In the Young's double slit experiment, the intensities at two points P₁ and P₂ on the screen are respectively I₁ and I₂. If P₁ is located at the centre of a bright fringe and P₂ is located at a distance equal to quarter of fringe width from P₁, then I₁ / I₂ is

$\mathrm{\Delta x}=\frac{\mathrm{dy}}{\mathrm{D}}=\frac{\mathrm{d}\left(\frac{\mathrm{\beta }}{4}\right)}{\mathrm{D}} \mathrm{and} \frac{\mathrm{\lambda }}{2\mathrm{\pi }}\mathrm{\Delta \varphi }=\frac{\mathrm{d}\left(\frac{\mathrm{\lambda D}}{\mathrm{d}}\right)}{4\mathrm{D}}$
$\mathrm{\Delta \varphi }=\mathrm{\pi }/2={\mathrm{\varphi }}_2 \mathrm{and} {\mathrm{\varphi }}_1=0$

Explanation:

Young's Double Slit Experiment: Intensity Ratio

Step 1: Understand the problem

• At P₁:
   

  P₁ is at the center of a bright fringe, so the phase difference φ₁ = 0.

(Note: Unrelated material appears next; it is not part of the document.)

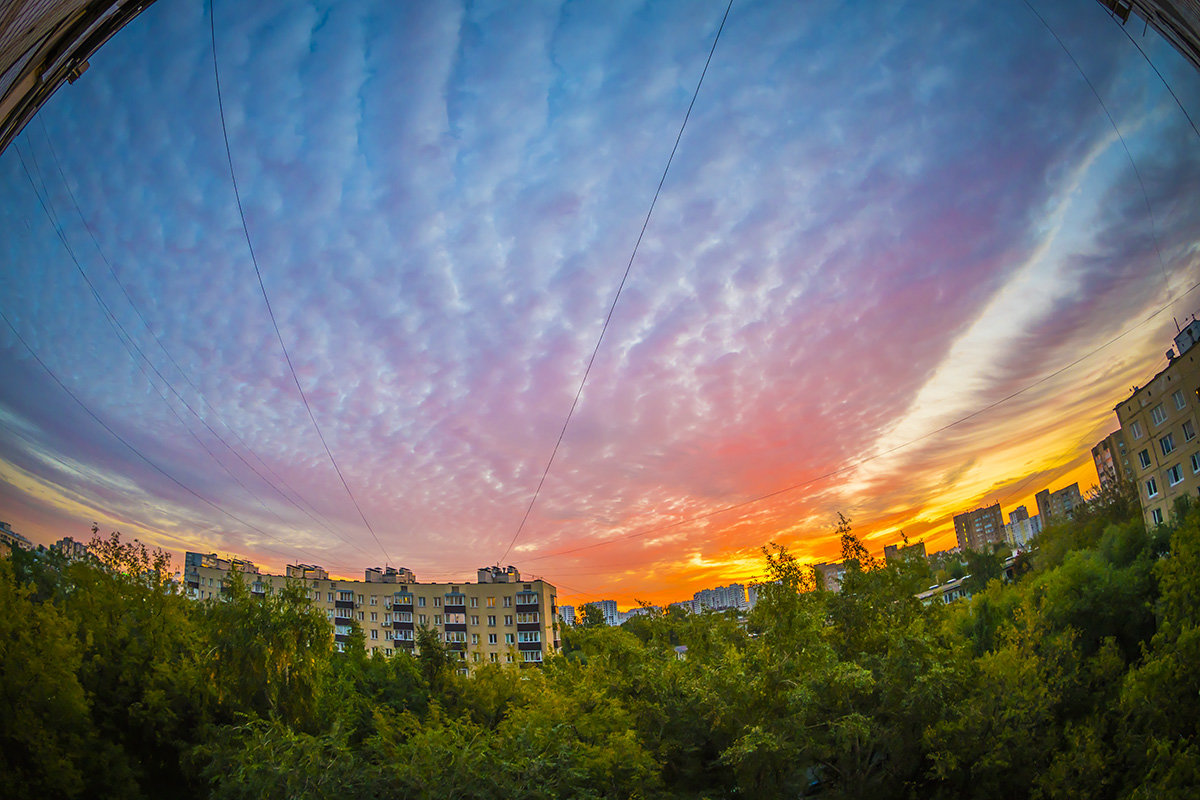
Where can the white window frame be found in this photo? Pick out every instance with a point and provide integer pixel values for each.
(1175, 475)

  The intensity at P₁ is maximum:

  I₁ = I₀.

• At P₂:
   

  P₂ is located at a distance equal to a quarter of the fringe width from P₁.

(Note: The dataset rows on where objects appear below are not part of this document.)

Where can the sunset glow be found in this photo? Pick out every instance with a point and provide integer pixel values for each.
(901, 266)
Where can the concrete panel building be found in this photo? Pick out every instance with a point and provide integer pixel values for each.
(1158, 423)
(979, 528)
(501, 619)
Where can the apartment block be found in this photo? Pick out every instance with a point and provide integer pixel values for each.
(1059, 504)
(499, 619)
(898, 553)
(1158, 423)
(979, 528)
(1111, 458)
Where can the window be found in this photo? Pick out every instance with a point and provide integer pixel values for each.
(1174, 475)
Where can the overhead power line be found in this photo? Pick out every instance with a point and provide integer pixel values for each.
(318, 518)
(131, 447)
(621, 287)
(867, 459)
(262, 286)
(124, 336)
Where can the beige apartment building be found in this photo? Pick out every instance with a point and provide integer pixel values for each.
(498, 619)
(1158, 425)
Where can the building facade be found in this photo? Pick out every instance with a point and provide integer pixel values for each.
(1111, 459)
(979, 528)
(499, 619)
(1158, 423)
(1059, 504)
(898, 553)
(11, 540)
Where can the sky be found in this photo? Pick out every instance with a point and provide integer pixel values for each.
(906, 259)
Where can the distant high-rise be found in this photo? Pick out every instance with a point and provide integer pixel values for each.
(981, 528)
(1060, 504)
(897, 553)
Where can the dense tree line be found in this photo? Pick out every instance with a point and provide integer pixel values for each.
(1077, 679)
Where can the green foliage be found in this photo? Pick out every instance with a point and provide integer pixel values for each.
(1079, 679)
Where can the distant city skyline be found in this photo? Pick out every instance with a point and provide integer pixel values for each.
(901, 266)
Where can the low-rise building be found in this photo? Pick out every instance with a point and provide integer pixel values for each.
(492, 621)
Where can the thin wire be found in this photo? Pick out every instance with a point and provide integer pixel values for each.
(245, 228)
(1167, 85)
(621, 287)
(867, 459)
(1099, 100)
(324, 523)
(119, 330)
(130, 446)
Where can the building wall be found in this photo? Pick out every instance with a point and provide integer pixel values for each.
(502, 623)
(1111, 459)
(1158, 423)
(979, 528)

  A quarter of the fringe width corresponds to a phase difference of φ₂ = π/2.

  The intensity at P₂ is:

  I₂ = I₀ cos²(φ₂/2).

Step 2: Calculate I₂

Substitute φ₂ = π/2:

I₂ = I₀ cos²(π/4).

The value of cos(π/4) is 1/√2:

I₂ = I₀ (1/√2)².

I₂ = I₀ × 1/2.

Step 3: Calculate I₁ / I₂

I₁ / I₂ = I₀ / (I₀ / 2).

I₁ / I₂ = 2.

Final Answer:

The ratio of intensities is:

I₁ / I₂ = 2.